You would think having a 2nd child, I would be an expert on sleep; but then now that Tyler is already a little over 4 months, I can honestly concur that every pregnancy and every baby is completely different. It’s not better or worse, but just different. My son, Tyler just has an aversion to sleep. I’ve even jokingly said to my husband a few times – I know he came out of me, but how is he really my son when he hates to sleep as much as I LOVE sleeping?
One of the greatest challenges we’ve faced with Tyler (aside from breastfeeding ) is sleep training. Sleep is one of the most talked about issues among parents and now I know why. Sleep and good sleep habits are one of those things that is always changing, hard to muster, but highly desired. While Samantha (my older daughter) was clingy, whiny, and cried for no reason; we were lucky enough that she started sleeping through the night around the time she was 4 months old. We were put her down in her crib around 10pm, and she would sleep through till about 5:30-6am in the morning. I never had to Google, “Sleep training” and read about everything!
Unfortunately, just like everything on the Internet, there is just too much information and worse yet – too much opposing opinions. There are two very different schools of thoughts in terms of sleep training. The “No Cry Method” by Elizabeth Pantley, or the “Cry It Out (CIO)” method by Dr. Richard Ferber – otherwise also known as the Ferber method. I read both methods and honestly, now I’m even more confused then I was before I started doing research.
CIO by Ferber teaches a child can cry themselves to sleep in order to learn independence and self-soothing. Ferber suggests that by allowing a child to Cry it Out, you’re teaching your child not to depend on their mother and/or caregiver, but learning to cope with their own ability to sleep. Ferber states that you should teach your child to fall asleep on his own and that he shouldn’t associate sleeping with rocking, having his back rubbed or with music on, etc… The big part of Ferber’s theory is the Progressive Waiting Approach or we call the “Cry it Out” approach – Ferber doesn’t recommend letting your child cry for progressively longer amount – but checking on your child in 3, 5, or 10 minute intervals with each waiting period a little bit longer. Experts in this school of thought believe that crying isn’t harmful or out of fear, but rather – the child is just frustrated that they can’t get back to sleep. Within 3-7 days, Ferber believers that you’ll have a child that’ll be able to cope with sleeping and soothing themselves.

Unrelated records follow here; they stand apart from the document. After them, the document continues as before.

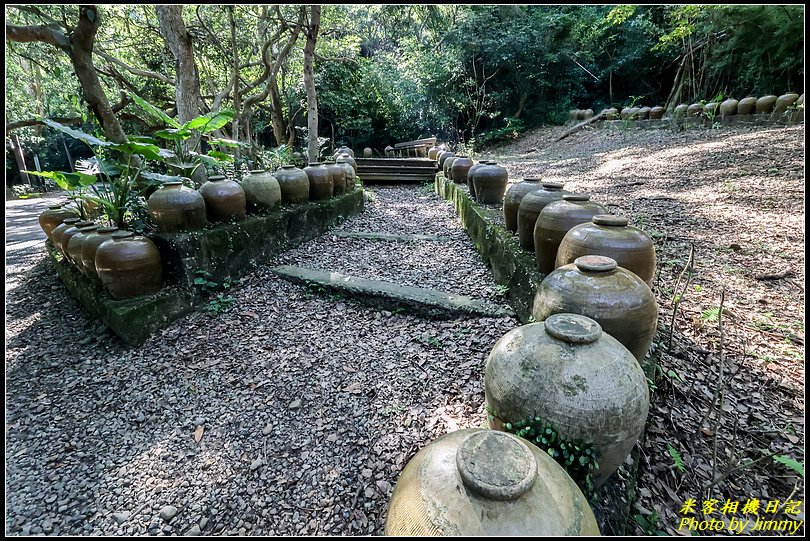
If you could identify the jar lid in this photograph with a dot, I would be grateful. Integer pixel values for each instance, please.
(595, 263)
(496, 465)
(573, 328)
(609, 220)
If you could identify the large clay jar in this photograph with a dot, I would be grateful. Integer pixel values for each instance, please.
(471, 176)
(175, 207)
(610, 236)
(129, 265)
(90, 247)
(555, 220)
(348, 171)
(530, 207)
(490, 183)
(68, 234)
(514, 195)
(293, 183)
(321, 185)
(461, 165)
(783, 102)
(59, 230)
(765, 104)
(74, 246)
(594, 286)
(680, 110)
(568, 373)
(338, 178)
(747, 106)
(728, 107)
(477, 482)
(224, 199)
(53, 217)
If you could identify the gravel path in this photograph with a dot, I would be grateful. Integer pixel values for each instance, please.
(291, 413)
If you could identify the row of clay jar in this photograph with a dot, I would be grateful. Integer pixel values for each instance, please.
(127, 265)
(176, 207)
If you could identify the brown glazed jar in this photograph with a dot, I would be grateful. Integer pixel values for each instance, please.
(476, 482)
(348, 171)
(224, 199)
(490, 183)
(294, 184)
(530, 207)
(53, 217)
(514, 195)
(320, 181)
(129, 265)
(74, 246)
(90, 247)
(555, 220)
(461, 165)
(68, 234)
(262, 191)
(59, 230)
(747, 106)
(596, 287)
(175, 207)
(574, 376)
(338, 177)
(610, 236)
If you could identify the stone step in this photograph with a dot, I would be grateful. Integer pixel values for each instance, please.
(389, 236)
(389, 295)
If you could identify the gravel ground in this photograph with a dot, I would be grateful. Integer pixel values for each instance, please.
(269, 419)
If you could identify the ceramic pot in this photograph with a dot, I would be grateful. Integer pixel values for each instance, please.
(477, 482)
(610, 236)
(555, 220)
(321, 185)
(175, 207)
(596, 287)
(224, 199)
(293, 183)
(530, 207)
(129, 265)
(566, 372)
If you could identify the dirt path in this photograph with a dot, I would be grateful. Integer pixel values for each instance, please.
(735, 195)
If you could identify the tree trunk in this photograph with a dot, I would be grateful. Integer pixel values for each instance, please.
(309, 83)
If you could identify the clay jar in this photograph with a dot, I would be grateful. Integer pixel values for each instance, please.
(570, 374)
(129, 265)
(224, 199)
(514, 195)
(68, 234)
(348, 171)
(59, 230)
(594, 286)
(610, 236)
(477, 482)
(461, 165)
(555, 220)
(175, 207)
(262, 191)
(53, 217)
(293, 183)
(90, 246)
(490, 183)
(530, 207)
(338, 178)
(747, 106)
(320, 181)
(74, 246)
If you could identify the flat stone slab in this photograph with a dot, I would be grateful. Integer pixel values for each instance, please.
(430, 301)
(389, 236)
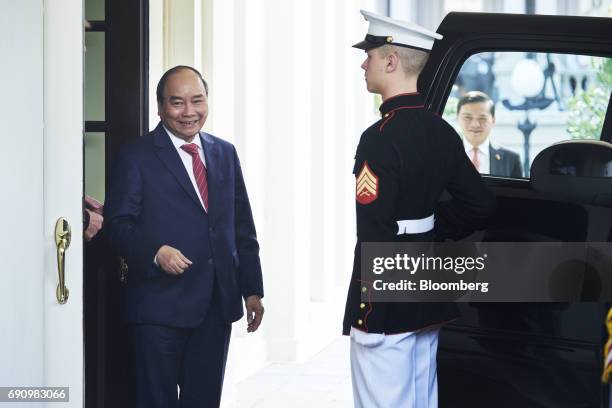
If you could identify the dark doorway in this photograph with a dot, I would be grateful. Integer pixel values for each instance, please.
(116, 110)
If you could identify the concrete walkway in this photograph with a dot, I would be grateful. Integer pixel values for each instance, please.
(323, 381)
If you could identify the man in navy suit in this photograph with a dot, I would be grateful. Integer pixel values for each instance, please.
(476, 115)
(177, 211)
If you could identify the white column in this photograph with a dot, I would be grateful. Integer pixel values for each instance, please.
(156, 55)
(181, 24)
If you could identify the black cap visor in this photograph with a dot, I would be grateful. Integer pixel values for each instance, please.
(374, 41)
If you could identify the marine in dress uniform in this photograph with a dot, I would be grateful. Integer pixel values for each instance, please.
(403, 164)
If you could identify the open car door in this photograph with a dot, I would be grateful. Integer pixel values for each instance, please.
(528, 354)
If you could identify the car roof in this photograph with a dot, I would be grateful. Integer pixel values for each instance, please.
(463, 24)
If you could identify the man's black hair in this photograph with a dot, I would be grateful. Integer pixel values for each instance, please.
(476, 97)
(162, 81)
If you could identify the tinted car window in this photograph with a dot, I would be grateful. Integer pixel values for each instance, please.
(536, 99)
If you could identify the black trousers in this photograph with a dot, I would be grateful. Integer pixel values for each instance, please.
(194, 359)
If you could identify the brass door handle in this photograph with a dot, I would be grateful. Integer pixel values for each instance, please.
(62, 242)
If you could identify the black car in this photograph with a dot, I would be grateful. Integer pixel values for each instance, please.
(532, 354)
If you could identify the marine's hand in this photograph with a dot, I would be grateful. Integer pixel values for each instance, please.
(254, 312)
(171, 260)
(95, 225)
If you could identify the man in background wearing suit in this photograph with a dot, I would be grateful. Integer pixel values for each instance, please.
(177, 210)
(476, 115)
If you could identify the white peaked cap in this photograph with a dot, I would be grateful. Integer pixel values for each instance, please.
(385, 30)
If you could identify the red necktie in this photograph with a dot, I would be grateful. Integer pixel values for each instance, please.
(199, 171)
(475, 159)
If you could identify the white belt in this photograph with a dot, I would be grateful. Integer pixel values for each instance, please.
(415, 226)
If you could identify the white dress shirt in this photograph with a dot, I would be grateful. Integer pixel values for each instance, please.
(187, 159)
(483, 155)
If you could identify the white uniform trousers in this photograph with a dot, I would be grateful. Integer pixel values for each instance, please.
(394, 370)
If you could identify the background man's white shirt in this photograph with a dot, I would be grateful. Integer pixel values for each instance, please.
(483, 155)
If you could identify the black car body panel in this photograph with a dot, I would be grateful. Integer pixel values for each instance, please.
(523, 354)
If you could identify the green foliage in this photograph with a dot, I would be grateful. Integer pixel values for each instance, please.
(587, 109)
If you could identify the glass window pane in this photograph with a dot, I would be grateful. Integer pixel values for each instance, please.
(95, 98)
(95, 168)
(94, 10)
(509, 106)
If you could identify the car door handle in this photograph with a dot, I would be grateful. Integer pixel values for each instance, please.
(62, 242)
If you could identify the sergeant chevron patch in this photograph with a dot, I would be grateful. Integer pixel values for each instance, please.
(367, 185)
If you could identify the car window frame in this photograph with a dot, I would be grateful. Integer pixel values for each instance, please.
(446, 61)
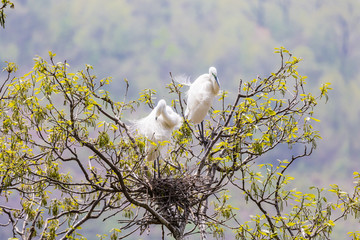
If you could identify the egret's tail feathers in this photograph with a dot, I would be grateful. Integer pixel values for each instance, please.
(183, 79)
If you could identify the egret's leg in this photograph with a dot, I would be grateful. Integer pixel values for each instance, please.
(201, 132)
(157, 167)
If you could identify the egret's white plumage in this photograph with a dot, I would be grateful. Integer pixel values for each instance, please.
(201, 95)
(157, 126)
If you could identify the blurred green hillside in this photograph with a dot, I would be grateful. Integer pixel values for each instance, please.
(143, 40)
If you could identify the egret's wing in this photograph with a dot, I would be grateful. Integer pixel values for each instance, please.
(183, 79)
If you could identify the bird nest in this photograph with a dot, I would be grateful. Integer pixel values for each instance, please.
(174, 198)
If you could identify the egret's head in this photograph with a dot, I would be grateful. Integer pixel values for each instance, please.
(160, 107)
(213, 75)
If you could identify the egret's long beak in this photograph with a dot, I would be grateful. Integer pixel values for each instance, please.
(216, 79)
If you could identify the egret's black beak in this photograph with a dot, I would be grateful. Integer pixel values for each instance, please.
(216, 79)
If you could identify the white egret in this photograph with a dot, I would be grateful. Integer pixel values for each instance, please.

But then parents on the other side of the argument feel that cry it out can damage a child’s psyche and is unnecessary. In an age where we can know if a baby is safe in another room, despite the loudness of his cries, does it mean we should leave the babies to cry on their own? CIO advocates says that babies left to cry will eventually stop and the duration of future crying bouts will decrease. A no cry advocate would disagree – saying the child stops crying because he learns that he can longer hope for the caregiver to provide comfort, not because his distress has been alleviated. The no cry method is also called the Attachment Theory, and it’s been gaining popularity in the last few years. According to the attachment theory, many babies are born without the ability to self-regulate emotions. That is, they find the world to be confusing and disorganized, but do not have the coping abilities required to soothe themselves. Thus, during times of distress, they seek out their caregivers because the physical closeness of the caregiver helps to soothe the infant and re-establish equilibrium. When the caregiver is consistently responsive and sensitive, the child gradually learns and believes he is worthy of love, and that other people can be trusted to provide it. He learns that the caregiver is a secure base from which he can explore the world, and if he encounters adversity he can return to his base for support and comfort. This trust in the caregiver results in what is known as a secure individual. North American parenting practices, including CIO, are often influenced by fears that children will grow up too dependent. However, an abundance of research shows that regular physical contact, reassurance, and prompt responses to distress in infancy and childhood results in secure and confident adults who are better able to form functional relationships.
Of course I want my son to grown up being independent, smart, and all those good things that both schools talk about – but seriously, when opinions clash so intensely, as a mom – how do I even begin choosing which one is the right one for me? For the time being since my son and daughter sleep in the same room – and whenever Tyler cries, I don’t want to wake up my daughter as well, I am that responsive sensitive caretaker, but it would be nice to get a full 8 hour sleep again one of these days.
So what do you guys think? What do you do to get your child to sleep?